Les dernières années ont vu également le mouvement des sociétés de rédacteurs se tourner vers l'approche déontologique. Tout se passe comme si faute d'avoir pu prendre une place significative au sein du capital (hormis le cas du Monde), faute d'avoir pu obtenir une reconnaissance par voie législative dans la direction éditoriale, ces sociétés de rédacteurs investissaient progressivement, souvent au coup par coup, le terrain de la déontologie, face à une logique des directions, ou des propriétaires dénoncée comme essentiellement gestionnaire ou mercantile. Tel est en tout cas le tour pris par l'action des sociétés de rédacteurs dans l'audiovisuel public (France 2, Radio France, etc.). Le phénomène pourrait bien être symptomatique, marquant l'inscription de l'approche déontologique et éthique dans le cadre des entreprises.

AUTOREGULATION PAR LA PROFESSION OU PAR LES ENTREPRISES ?
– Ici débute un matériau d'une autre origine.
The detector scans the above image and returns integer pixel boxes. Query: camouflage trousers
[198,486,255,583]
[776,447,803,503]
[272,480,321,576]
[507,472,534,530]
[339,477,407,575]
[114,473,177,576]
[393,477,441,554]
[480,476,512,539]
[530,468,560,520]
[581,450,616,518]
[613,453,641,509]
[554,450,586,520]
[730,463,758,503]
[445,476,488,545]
Il est possible sous forme de question et en guise de conclusion - provisoire - de s'interroger sur ce qui pourrait bien se lire comme l'échec de la prétention de la profession à affirmer sa capacité à s'autoréguler : absence de charte réellement reconnue par tous, absence d'autorité de la profession, de « bidule » comme le disait Roland Cayrol, dans un débat récent33, retrait progressif des instances d'une formation qui concerne une minorité de journalistes, stagnation des démarches critiques... Et si ce mouvement ď autorégulation était en train de s'affirmer dans le cadre des entreprises : multiplication des chartes, création de comités de rédaction, mise en place de médiateurs, évocation d'une instance de recours par l'association Presse- Liberté34. Face à l'impuissance de la profession s'affirmerait désormais la vieille prétention des entreprises, de leurs dirigeants, des organisations de branches à prendre en main leur autorégulation, ayant compris qu'il y va de leur crédibilité face au public dans un contexte devenu extrêmement concurrentiel.

33. Les rencontres de Pétrarque, organisées par France Culture et Le Monde, du 15 au 18 juillet 1999. 34. Evoquée lors du colloque du 15 avril, de cette association, largement sous-tendue par la presse magazine et singulièrement le groupe Hachette.